Keep it natural: alternatives to cotton


Think of a natural fibre and you’ll likely think of cotton: it is one of the world’s most-used fibres, with cotton production taking over about 2.5% of the world’s global farmable land.


Making cotton fibre, however, can be a resource-intensive process. We’ve taken a look at a few of the natural alternatives, and highlighted our picks from the brands making sustainable, chic pieces with these fabrics. 




Tencel is a sustainable fabric made from carefully farmed eucalyptus trees. The chemicals used to produce the fibres are nontoxic, and are recycled with a recovery rate of 99.5%. 

Often blended with other natural fibres, Tencel (or lyocell, as it’s also called) has a distinctive soft feel and is super absorbent. Also – handily – it doesn’t tend to wrinkle.

London-based designer Umran Aysan uses the fabric in her collections as part of her dedication to producing ethical, artisanal fashion. We love this Tencel box dress, with a monochrome, abstract print that is perfect for your next winter getaway!
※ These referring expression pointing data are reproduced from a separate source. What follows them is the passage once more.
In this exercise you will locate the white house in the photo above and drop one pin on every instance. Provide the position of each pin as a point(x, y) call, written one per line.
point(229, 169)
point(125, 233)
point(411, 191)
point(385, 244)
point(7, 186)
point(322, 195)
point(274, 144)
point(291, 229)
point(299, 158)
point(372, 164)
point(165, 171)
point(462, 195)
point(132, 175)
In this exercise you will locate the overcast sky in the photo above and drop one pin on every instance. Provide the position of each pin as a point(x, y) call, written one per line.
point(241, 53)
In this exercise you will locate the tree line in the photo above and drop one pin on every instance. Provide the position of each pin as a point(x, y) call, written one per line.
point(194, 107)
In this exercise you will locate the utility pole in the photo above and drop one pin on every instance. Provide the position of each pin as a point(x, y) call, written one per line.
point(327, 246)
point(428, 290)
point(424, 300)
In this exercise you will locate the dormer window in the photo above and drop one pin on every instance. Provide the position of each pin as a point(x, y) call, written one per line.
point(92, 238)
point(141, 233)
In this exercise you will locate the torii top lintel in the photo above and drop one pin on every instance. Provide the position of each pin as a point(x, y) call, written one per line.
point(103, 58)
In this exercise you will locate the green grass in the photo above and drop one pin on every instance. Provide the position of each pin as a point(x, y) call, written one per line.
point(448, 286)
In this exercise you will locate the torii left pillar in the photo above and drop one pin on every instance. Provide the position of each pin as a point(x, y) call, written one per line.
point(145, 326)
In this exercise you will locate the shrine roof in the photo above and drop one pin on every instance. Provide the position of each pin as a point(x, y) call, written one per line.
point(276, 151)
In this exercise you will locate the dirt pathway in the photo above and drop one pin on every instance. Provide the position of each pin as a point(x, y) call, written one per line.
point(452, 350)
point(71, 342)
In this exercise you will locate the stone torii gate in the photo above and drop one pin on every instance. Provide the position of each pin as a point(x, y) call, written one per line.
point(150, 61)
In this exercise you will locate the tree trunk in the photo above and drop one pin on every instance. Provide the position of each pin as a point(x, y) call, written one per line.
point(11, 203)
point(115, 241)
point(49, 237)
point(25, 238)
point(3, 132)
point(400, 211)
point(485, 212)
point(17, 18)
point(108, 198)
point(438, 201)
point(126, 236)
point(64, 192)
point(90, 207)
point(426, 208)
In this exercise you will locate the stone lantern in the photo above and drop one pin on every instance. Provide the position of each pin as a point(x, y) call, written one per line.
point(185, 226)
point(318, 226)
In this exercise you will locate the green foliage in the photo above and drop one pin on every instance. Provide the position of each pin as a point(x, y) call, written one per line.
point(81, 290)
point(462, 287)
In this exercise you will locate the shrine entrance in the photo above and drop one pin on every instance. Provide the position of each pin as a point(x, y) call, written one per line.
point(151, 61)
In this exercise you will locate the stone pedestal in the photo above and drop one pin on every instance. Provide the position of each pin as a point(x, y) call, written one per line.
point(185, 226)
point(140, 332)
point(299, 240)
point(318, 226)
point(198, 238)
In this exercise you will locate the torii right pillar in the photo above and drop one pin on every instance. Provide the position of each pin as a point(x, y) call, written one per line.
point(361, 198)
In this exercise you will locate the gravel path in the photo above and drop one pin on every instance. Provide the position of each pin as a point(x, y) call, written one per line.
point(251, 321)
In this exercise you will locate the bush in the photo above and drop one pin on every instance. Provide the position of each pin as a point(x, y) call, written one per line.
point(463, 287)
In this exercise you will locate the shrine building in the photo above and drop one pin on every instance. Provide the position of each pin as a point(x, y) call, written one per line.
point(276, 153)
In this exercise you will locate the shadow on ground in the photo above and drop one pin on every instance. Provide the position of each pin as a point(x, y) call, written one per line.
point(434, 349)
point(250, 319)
Screen Shot 2016-12-13 at 14.51.28



Once used in corsets, the modern-day use of bamboo fibres in clothing has seen it adapted into an altogether comfier and more forgiving fabric. Bamboo production requires much less water than cotton, and in some countries helps prevent deforestation and soil erosion.

Sweaty Betty has deployed bamboo as its fabric of choice for its high-end workout wear: the body-temperate regulating properties of bamboo fabric make it ideal for gym gear. This Pirouette stretch-bamboo top naturally draws away heat and moisture while you’re working out.


Screen Shot 2016-12-13 at 14.53.48





Linen is an ancient textile, made from the fibres of the flax plant. Linen has a distinctive look and feel and is naturally cool to the touch, making it perfect for holiday wear. Another plus: it ages beautifully, with linen clothes softening and improving with wear.

Oshadi is an ethically produced brand which sources its organic linen from local, highly skilled workers within the artisan community in Erode, India. The label is working to revive and sustain India’s textile heritage of hand weaving and natural dyeing.

Pieces for AW16 include this candy-pink side-split top, ideal for bringing a flash of colour into your winter wardrobe layered over a crisp white shirt.


Screen Shot 2016-12-13 at 14.50.48




So when shopping next, look out for tencel, bamboo and linen — check the label, keep it natural.